И однако же в Пантикапее стояла удивительная тишь. Несмотря на брожение в умах и дурные предчувствия. Даже в самых непотребных харчевнях вино не развязывало языки, а больше способствовало угрюмым раздумьям. Приближалось что-то неизвестное, а от того страшное, как ураган. И пока столица Боспора была в самом его центре, где все еще плескалась спокойная волна, и сквозь надвигающиеся тучи проглядывало солнце.
ГЛАВА 3
В степи Таврики пришла осень. Уже убрали хлеба, и над полями встали дымные столбы – земледельцы сжигали сорную траву и остатки соломы. В это мирное лето урожай выдался знатный, и многочисленные караваны с зерном потянулись к гаваням Боспора, где их уже ждали грузовые суда из Эллады и других заморских стран. Пернатая дичь торопилась нагулять жирок перед зимними холодами, и у путников загорались от вожделения глаза, когда дорогу им пересекали неторопливые и важные дрофы или стайки стрепетов.

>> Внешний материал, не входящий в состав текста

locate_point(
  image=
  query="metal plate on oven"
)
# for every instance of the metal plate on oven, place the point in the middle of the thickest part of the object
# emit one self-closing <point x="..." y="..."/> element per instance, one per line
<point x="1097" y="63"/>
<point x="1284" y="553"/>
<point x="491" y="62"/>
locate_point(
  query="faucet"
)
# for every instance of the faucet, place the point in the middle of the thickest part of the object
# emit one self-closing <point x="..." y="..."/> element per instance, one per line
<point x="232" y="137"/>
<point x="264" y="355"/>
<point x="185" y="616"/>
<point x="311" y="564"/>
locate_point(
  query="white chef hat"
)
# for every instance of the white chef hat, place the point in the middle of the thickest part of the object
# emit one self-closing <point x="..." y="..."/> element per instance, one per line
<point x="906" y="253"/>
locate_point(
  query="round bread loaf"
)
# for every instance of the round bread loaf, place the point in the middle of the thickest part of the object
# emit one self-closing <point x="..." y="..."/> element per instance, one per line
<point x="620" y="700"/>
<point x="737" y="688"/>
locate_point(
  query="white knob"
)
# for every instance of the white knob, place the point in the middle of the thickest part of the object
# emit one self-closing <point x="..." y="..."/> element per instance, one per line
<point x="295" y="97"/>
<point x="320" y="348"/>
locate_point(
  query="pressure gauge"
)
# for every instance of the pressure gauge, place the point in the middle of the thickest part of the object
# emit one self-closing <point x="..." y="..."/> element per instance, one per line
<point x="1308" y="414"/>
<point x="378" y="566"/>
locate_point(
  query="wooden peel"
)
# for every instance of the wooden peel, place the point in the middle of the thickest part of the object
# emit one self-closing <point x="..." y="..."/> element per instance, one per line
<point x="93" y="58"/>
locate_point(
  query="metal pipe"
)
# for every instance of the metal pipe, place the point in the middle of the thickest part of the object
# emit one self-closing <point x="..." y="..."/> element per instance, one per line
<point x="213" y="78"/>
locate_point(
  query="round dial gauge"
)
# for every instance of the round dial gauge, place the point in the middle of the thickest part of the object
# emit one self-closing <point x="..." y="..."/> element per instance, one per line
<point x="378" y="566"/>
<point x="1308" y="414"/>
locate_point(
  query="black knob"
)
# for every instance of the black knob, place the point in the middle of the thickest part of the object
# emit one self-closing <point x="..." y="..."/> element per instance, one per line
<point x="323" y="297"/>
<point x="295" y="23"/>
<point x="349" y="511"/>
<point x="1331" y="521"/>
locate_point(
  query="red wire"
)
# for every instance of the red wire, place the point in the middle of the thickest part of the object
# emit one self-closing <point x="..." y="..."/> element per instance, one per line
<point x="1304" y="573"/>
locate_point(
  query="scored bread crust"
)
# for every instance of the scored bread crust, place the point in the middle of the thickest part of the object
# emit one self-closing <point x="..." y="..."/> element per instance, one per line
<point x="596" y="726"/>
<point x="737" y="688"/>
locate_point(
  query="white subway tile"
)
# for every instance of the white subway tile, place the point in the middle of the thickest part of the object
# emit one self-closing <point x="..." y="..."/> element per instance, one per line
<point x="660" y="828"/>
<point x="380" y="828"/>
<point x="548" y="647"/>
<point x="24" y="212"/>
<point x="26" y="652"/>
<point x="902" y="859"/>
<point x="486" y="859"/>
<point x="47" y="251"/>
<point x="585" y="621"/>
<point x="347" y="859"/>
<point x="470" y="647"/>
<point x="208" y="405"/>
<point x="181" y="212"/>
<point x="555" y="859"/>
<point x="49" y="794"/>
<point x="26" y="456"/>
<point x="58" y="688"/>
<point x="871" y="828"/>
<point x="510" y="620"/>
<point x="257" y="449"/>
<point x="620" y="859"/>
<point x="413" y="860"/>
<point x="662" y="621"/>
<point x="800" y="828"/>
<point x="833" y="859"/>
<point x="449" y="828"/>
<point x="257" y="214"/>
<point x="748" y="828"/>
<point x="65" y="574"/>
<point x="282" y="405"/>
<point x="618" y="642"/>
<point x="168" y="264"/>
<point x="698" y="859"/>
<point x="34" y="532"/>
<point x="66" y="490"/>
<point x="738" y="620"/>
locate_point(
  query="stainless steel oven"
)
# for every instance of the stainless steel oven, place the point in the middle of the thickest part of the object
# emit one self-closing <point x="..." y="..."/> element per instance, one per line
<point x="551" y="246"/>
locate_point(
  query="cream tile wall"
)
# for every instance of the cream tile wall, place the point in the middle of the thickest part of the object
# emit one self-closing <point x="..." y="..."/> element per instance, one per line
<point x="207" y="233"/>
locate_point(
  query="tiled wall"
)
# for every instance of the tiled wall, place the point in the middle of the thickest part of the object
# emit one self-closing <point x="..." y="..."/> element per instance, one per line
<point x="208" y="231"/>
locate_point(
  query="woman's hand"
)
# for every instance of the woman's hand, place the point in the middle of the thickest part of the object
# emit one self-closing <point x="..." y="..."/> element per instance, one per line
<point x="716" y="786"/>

А серых куропаток и перепелов было столько, что отяжелевшие от сытной жизни степные пернатые разбойники – орел, пустельга и лунь – даже не давали себе труда подняться повыше, чтобы выискать среди разнотравья желанную и пугливую добычу; они летали едва не над самой землей, придирчиво выбирая дичь пожирнее и помоложе и плюхались на землю как-то нехотя, без обычного кровожадного азарта, больше повинуясь хищническому инстинкту, нежели насущной потребности насытиться.